Pat replaced her wig to present her speech, her nasal, bandsaw timbre uncharacteristically subdued, and the chairwoman then gave a moving address about being brave and the silent effects of war, relating how, because there were no dentists and no money, a lot of women lost their teeth, and a lot of women suffered back injuries and prolapses from labouring work, and this, coupled with nervous conditions caused by the hardships of war, meant they had fertility and hormonal problems, which of course, in many cases, led to hair loss. She asked for a show of hands from everyone in the room who'd lost hair because of the war. No one owned up to hair loss but everyone put their hand up for loss of teeth, most owned up to nervous complaints, one for a bowel prolapse and two for uterine prolapse.

Afterwards, Margery pulled up outside Pat's house and turned to apologise again, but Pat slammed the passenger door so hard the window popped out of its runners and fell into the door. Lance had the window fixed, but it was never the same. Even after so many years had passed, each Saturday and every second Thursday, at every bump the window rattled and Margery grinned at Pat's bittersweet humiliation.

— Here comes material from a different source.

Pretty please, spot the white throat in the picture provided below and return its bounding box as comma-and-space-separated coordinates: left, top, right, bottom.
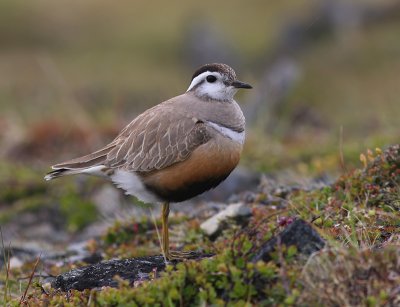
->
187, 71, 237, 101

But Pat had her revenge. At the time Margery outwardly dismissed the spiteful words Pat delivered to her as just that – vengeful – yet they caused a chasm that took two decades to bridge. In those twenty years there were further minor rifts – short, violent skirmishes that took place in the supermarket or at Mrs Bist's front gate over principles and opinions. But eventually the vitality in the women began to wane with waxing age, and they found themselves one day watching despondently as yet another strange couple moved in and demolished a perfectly good home that had taken someone they had known well a lifetime to build. Margery shook her head and said, ‘
Tsk
,' and Pat said, ‘What's past help should be past grief,' and this signalled a start to breach the chasm.